Sammlung der Entscheidungen des Schweizerischen Bundesgerichts
Collection des arrêts du Tribunal fédéral suisse
Raccolta delle decisioni del Tribunale federale svizzero

BGE 104 II 293



104 II 293

50. Auszug aus dem Urteil der II. Zivilabteilung vom 5. Oktober 1978
i.S. G. gegen B. Regeste

    Art. 277 Abs. 2 ZGB; Dauer der Unterhaltspflicht der Eltern.
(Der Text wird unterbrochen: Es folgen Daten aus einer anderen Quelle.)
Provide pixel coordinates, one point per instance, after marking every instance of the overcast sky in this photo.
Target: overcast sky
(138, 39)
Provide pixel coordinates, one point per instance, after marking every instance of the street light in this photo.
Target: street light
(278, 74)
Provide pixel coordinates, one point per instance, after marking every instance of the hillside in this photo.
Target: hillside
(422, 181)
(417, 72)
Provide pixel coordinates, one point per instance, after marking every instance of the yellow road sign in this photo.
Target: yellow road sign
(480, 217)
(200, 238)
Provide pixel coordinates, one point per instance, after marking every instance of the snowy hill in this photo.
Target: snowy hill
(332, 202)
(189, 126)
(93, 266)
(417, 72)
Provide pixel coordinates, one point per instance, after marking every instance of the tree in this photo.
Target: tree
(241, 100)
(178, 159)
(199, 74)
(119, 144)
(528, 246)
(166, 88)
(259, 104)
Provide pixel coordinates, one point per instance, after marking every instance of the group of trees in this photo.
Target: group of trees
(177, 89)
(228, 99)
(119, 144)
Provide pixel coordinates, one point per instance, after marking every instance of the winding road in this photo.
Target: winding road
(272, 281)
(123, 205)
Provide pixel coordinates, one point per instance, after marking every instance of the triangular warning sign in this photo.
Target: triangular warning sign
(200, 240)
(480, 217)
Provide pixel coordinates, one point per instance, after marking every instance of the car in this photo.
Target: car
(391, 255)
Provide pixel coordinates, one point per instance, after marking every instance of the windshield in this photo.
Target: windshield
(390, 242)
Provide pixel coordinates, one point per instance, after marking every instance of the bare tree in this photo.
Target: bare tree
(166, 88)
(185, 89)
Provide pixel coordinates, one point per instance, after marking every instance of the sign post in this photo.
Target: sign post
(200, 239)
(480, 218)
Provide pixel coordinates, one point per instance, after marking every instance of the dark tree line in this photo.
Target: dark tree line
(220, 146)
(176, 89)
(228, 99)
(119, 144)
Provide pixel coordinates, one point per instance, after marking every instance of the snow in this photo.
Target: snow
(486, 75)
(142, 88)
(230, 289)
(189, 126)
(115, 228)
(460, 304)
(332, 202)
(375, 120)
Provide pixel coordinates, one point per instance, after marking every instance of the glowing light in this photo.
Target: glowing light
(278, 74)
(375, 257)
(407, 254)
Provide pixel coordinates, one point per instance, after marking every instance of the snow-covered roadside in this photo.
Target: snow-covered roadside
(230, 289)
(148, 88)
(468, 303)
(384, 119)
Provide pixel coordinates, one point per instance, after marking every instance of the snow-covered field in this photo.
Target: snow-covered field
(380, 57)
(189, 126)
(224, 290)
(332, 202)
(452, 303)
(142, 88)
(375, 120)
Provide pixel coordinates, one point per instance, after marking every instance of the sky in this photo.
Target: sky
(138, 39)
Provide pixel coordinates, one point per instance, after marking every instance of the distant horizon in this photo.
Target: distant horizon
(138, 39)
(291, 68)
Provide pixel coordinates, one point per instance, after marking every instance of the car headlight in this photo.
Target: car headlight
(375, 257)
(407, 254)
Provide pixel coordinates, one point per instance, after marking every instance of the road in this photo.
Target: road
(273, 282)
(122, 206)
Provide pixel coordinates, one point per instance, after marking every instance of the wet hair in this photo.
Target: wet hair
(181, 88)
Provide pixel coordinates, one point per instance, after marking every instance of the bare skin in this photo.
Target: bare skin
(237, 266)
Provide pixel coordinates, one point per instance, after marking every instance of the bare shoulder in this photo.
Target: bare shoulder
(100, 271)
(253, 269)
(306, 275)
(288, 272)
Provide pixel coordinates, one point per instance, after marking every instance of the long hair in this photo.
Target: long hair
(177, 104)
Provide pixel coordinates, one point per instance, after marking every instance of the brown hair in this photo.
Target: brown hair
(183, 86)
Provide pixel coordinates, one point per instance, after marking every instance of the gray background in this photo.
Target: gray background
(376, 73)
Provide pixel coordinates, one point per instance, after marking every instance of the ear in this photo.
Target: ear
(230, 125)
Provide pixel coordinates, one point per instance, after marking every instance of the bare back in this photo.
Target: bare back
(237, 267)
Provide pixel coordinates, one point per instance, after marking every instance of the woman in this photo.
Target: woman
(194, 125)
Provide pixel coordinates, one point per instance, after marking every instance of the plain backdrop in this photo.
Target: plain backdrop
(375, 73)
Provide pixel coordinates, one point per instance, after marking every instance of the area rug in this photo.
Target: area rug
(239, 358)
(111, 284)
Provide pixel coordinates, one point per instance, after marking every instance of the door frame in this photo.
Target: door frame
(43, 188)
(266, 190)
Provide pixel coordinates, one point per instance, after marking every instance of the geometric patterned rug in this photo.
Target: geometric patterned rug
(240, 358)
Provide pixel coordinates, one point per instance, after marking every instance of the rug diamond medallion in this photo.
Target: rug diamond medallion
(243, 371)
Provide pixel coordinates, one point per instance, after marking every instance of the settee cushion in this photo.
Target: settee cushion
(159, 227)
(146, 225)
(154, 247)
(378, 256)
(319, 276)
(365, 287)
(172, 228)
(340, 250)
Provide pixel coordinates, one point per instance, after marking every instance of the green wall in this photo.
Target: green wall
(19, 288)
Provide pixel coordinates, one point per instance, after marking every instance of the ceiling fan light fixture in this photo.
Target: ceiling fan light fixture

    Es bedeutet keine Verletzung von Bundesrecht, wenn die
Unterhaltspflicht der Eltern über die Mündigkeit des Kindes hinaus bis
zum Abschluss seiner Ausbildung nicht im Urteilsdispositiv, sondern nur
in den Urteilserwägungen festgehalten wird. Dies gilt auf jeden Fall dann,
wenn bei Erlass des Urteils noch nicht im entferntesten feststeht, ob das
Kind seine Ausbildung bei Erreichung der Mündigkeit abgeschlossen haben
werde oder nicht.

Sachverhalt

    A.- Der am 12. Oktober 1969 geborene G. leitete anfangs 1970 gegen
B. eine Vaterschaftsklage ein. Das Bezirksgericht Zürich verpflichtete
den Beklagten mit Urteil vom 2. November 1976, dem Kläger bis zu dessen
vollendetem 18. Altersjahr monatlich Fr. 180.- zuzüglich allfällige
Kinderzulagen zu zahlen. Der Kläger beantragte mit einer Berufung, die
Unterhaltsbeiträge seien mit Wirkung ab 1. April 1977 zu indexieren. Das
Obergericht des Kantons Zürich erblickte darin eine unzulässige
Klageerweiterung und wies diesen Antrag mit Beschluss vom 29. April
1977 ab. Das Kassationsgericht des Kantons Zürich hob am 7. Juli 1977
diesen Beschluss auf und wies die Sache zur materiellen Beurteilung der
erweiterten Klage an das Obergericht zurück.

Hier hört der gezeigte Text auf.